Which Test for Crossing Survival Curves? A User’s Guide
Ina Dormuth1, Tiantian Liu2,4, Jin Xu2, Menggang Yu3, Markus Pauly1, Marc Ditzhaus1
1TU Dortmund, Deutschland; 2East China Normal University, China; 3University of Wisconsin-Madison, USA; 4Technion ‐ Israel Institute of Technology, Israel

Knowledge transfer between statisticians developing new data analysis methods, and users is essential. This is especially true for clinical studies with time-to-event endpoints. One of the most common problems is the comparison of survival in two-armed trials. The log-rank test is still the gold standard for answering this question. However, in the case of non-proportional hazards, its informative value may decrease. In the meantime several extensions have been developed to solve this problem.
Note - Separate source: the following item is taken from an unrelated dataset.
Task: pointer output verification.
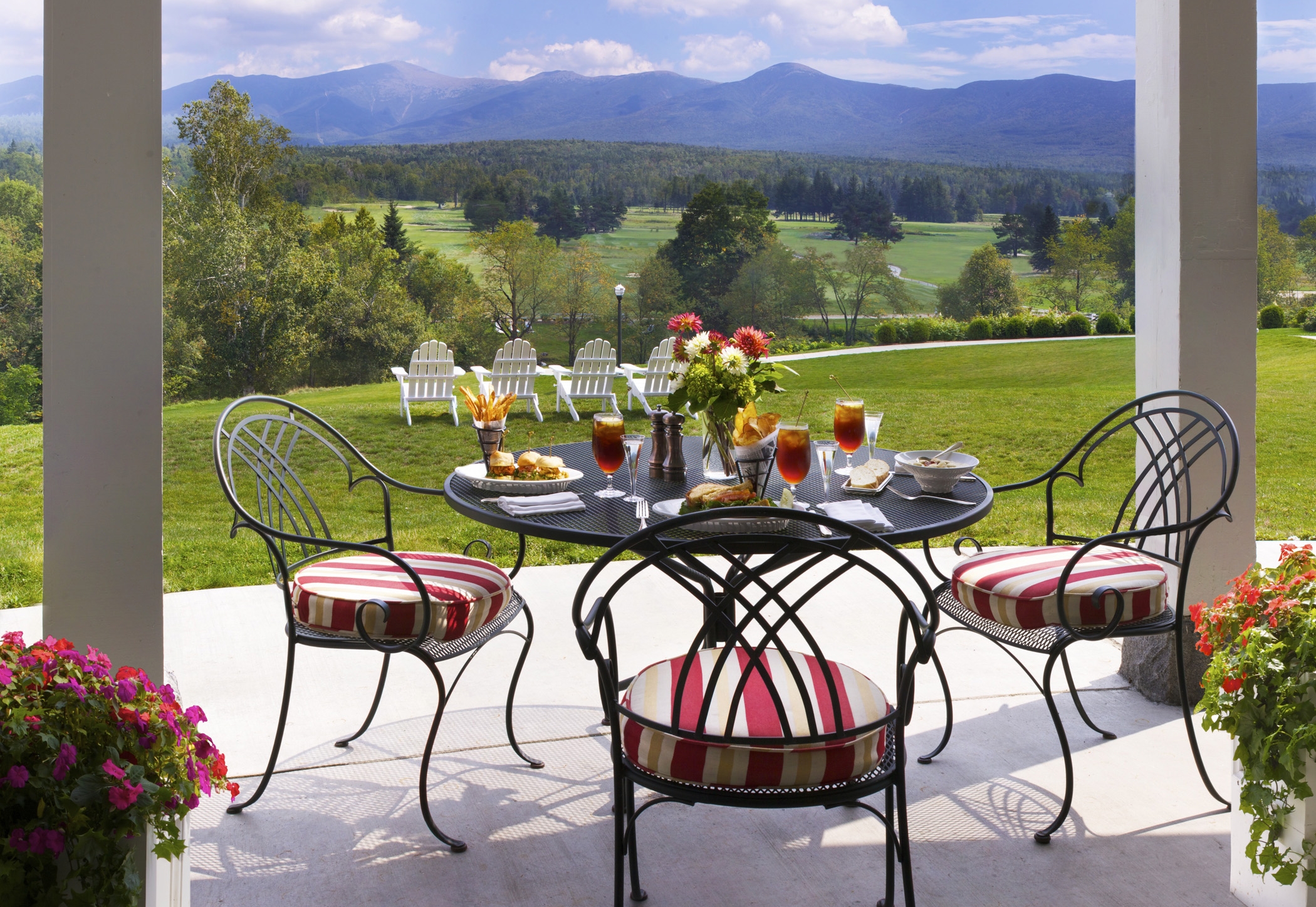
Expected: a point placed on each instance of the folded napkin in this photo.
(563, 502)
(860, 513)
Since non-proportional or even intersecting survival curves are common in oncology, e.g. in immunotherapy studies, it is important to identify the most appropriate methods and to draw attention to their existence. Therefore, it is our goal to simplify the choice of a test to detect differences in survival rate in case of crossings. To this end, we reviewed 1,400 recent oncological studies. Limiting our analysis to intersecting survival curves and non-significant log-rank tests for a sufficient number of observed events we reconstructed the data sets using a state-of-the-art reconstruction algorithm. To ensure reproductive quality, only publications with a published number of risk at multiple points in time, sufficient print quality, and a non-informative censoring pattern were included. After elimination of papers on the basis of the exclusion criteria mentioned above, we compared the p-values of the log-rank and the Peto-Peto test as references and compare them with nine different tests for non-proportional or even crossing hazards. It is shown that tests designed to detect crossing hazards are advantageous and provide guidance in choosing a reasonable alternative to the standard log-rank test. This is followed by a comprehensive simulation study and the generalization of one of the test methods to the multi-sample case.